On Monday he told the court he always intended to pay the money back but hadn’t had an opportunity since then.
“I don’t dispute it was a very stupid thing to do and a moment I wish I could take back but I know I can’t,” he said.
Bonham said his actions had already cost him greatly.
“It’s cost me my family,” he said, begging magistrate Ron Muirhead not to record a conviction for an offence that would most likely affect his future employment opportunities and impact on his ability to provide for a young child.
Mr Muirhead fined Bonham $500 and ordered him to pay $265.96 in restitution. He agreed not to record the conviction but said “I’m probably stretching the law to the limit here”.
STEPHEN John Fenn pleaded guilty to a charge of trespassing in a Proserpine yard on October 11.
Police prosecutor Elizabeth Smith said it was 9pm when Fenn pulled up outside the address causing the occupants to run to the gate and close it.
She said he pushed the gate “with force” damaging it and a pot plant.

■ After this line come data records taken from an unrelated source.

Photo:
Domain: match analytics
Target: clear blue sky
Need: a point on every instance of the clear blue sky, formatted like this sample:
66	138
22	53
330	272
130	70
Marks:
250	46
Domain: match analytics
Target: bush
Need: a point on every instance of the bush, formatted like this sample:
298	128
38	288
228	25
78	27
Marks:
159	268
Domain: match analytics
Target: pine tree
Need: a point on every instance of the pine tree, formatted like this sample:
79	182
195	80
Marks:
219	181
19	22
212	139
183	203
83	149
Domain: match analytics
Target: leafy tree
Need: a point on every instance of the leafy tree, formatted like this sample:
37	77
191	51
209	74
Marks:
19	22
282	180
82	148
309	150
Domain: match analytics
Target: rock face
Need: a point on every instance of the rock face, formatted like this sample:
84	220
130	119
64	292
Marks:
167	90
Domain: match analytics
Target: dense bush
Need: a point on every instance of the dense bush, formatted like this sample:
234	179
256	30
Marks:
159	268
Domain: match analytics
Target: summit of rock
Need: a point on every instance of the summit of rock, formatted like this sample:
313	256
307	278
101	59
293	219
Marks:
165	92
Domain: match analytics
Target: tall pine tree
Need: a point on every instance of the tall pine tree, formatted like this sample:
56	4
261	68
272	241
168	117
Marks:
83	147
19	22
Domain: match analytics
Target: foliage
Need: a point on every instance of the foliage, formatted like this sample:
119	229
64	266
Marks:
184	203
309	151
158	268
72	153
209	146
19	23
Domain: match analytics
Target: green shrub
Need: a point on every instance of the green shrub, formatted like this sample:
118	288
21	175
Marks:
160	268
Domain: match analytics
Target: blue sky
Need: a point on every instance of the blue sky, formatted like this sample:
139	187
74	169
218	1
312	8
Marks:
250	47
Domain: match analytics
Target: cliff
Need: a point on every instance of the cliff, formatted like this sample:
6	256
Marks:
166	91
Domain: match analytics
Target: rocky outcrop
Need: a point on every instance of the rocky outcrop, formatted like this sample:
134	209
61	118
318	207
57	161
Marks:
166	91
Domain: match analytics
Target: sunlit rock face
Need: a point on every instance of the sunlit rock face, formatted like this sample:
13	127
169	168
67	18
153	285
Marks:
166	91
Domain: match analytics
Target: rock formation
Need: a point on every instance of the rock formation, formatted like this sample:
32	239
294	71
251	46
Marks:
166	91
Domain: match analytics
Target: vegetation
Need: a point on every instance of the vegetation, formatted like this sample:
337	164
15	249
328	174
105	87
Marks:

He allegedly then swore at the occupants who ran inside, locked the door and called police. The 20-year-old was arrested on October 17.
Duty lawyer Sherrie Meade said the trespass charge was part of a set of eight handed up to a higher court. She said all but one of the charges did not proceed with one matter finalised and this now the only charge still outstanding.
Ms Meade said there had been “a lot of animosity” between the complainant and Fenn and on the night in question “things flared up”.
“It was just nasty Your Honour,” she said.
Fenn was fined $400.
CODY D’Arcy Gallop was lucky not to have convictions recorded for offences of midrange drink-driving and exceeding the safe carrying capacity of his car.
At 11pm on March 6, police noticed his car speeding along Shute Harbour Road, Airlie Beach. He was pulled over and breathalysed on Waterson Way, returning a reading of 0.116 per cent. He told police he’d drunk six stubbies of Summer Beer at a private residence between 4 and 10.40pm that night.
Police prosecutor Elizabeth Smith said a woman was sitting in the passenger seat of the car with another man lying down behind them. She said the car only had seating capacity for two.
Defence solicitor Sherrie Meade said Gallop was planning to travel to Canada for work and even a traffic conviction for a reading of over 0.08 would ruin his plans.
She asked magistrate Ron Muirhead not to record convictions and although he noted it was “highly unusual”, he complied with the request.
Gallop was fined a total of $1100 and disqualified from driving for six months.
Too much to drink
SHANON Luke Wilson was told he’d “probably had too much to drink” on the night he contravened a move-on direction issued by police.
The 34-year-old local was involved in a disturbance at the Airlie Beach McDonald’s at 9.50pm on February 21.
Police prosecutor Elizabeth Smith said when police arrived he told them “it’s me you’re here for”. She said when given an official moveon direction he refused to comply. He was fined $200.